I can do anything and fuck you very much and I will. Call it a God complex, call it 20 something invisibility, but I can do anything. The possibilities in life are in fact endless and I can take whatever path I choose and run with it. I live in a free society and I can choose my own destiny. Why the fuck am I letting my friends and my fears stop me?? I live under most of the same constraints as everyone else, crushing debt, job responsibilities, family and friend, but I can do whatever I want to do, so I should just suck it up and do it.
Yes, I live in my own bubble. The fantasies and situations in my head are probably a very different perception than the ones in your head. I am working on it but for fucks sake I don't have to worry about anyone but me. I do realize that there are people who I interact with and that my action do effect them in some way shape or form but as far as it being my first or second reaction to think about the people around me, it just isn't. Those I care about receive more consideration than most but at the end of the day I live in a bubble and the first thing I think about is me. Egocentric? Yes, it is but I find as I grow older and I make my self more aware of the things going on around me it make it easier to think about others. That being said I still assume people know thing that are blatantly obvious to me but may not be to others. I hate it when people explain the obvious to me, so I tend not to explain what I perceive to be obvious.
I hate it when people second guess me. I'm not perfect, even I can admit that, but fuck!! even if I'm wrong I still get to learn a less when I fail. I may hate learning that lesson, I may complain about it, and I may want to jump off a bridge because I had to learn it but let me make my own decisions. I'm sick of being judged for the decisions I make.
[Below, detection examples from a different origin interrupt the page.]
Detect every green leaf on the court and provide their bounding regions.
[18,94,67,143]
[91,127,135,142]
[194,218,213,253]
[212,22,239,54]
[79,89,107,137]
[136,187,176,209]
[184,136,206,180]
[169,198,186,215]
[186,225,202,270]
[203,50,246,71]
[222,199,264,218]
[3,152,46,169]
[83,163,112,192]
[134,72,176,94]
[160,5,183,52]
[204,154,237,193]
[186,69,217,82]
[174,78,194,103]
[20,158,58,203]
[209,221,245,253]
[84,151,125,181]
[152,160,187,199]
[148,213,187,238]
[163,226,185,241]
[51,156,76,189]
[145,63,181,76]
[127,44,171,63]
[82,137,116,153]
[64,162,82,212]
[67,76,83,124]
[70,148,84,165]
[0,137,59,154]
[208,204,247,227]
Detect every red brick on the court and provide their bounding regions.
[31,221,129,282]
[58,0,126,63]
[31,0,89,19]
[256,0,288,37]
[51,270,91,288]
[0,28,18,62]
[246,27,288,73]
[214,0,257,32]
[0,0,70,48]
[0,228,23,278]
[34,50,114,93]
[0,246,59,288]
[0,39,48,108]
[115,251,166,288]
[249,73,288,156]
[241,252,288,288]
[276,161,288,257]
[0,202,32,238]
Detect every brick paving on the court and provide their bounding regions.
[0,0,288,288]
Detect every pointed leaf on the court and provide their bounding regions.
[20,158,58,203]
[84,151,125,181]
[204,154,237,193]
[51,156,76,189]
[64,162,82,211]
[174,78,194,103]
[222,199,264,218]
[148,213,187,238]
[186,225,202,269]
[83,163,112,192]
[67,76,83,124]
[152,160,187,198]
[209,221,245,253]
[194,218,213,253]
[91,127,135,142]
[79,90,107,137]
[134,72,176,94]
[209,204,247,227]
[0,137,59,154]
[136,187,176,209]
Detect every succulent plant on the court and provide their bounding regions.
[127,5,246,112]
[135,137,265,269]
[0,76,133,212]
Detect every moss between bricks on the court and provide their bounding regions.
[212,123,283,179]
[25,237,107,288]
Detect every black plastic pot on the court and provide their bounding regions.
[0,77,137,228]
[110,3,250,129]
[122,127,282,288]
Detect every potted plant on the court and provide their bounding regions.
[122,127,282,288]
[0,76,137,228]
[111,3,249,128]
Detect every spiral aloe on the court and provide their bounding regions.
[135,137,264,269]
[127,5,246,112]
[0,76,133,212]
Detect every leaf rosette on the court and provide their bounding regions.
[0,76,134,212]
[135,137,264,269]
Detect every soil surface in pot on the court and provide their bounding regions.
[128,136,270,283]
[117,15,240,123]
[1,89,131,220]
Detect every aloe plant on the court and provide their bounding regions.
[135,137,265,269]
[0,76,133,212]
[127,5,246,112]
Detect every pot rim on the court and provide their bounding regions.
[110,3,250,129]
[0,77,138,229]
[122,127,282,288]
I make most mistakes once some twice but even when I drive my car two hundred miles an hour towards a brick wall trust that either I know what I'm doing or that when I screw up I will know not to do it again. We all learn just as much from our mistakes as we learn from our successes.
My life is at the moment not my idea of an ideal life. I believe in God but have no idea why this is life he had planned for me. I read something recently that intrigued me about this. Maybe God is just as helpless as we all are. Maybe he's not a puppet master pulling all the strings and making all the decisions but instead a passenger sitting besides us being our cheerleader, mourning our losses and disappointments, or resting his reassuring hand on our shoulder. That he plays an active role and not just a passive one. I'm beginning to think this is more of a possibility. There is not some omnipresence to blame our downfalls on but instead we have to look to ourselves. In that case there are relationships that I have with people that I don't understand. When the person you befriended in the beginning is not the same person they are now, and you've changed too, what is there to base a friendship on? When you can't be with someone you've known for a number of years and they know you just as well or better than you know yourself, what do you do? When you found a very compatible companion when you were 15 and you chose different paths that look like they will never cross again, do you keep your faith and hope or do you drop it all and settle or find something similar? When your dreams scare you do you give them up or fight the fear until your dream becomes what they once were?
Finally, What do you do when life comes knocking at your door, wearing boxing gloves, hungry for a fight? Do you shut the door and cower under you bed? Or, do you stand straight, spit it it's face and throw the first punch? Religion, your mother, your best friend, your husband/wife, your boyfriend/girlfriend, nor can you children tell you how to run your life. They might be considerations in the decision, some stronger than others, but letting them dictate what to do with your life makes it no longer your life. So I'm now choosing to live my life, my way, and whether you believe in my interpretation of how God's guidance works or not, he's got his hand on my shoulder and I'm diving in head first.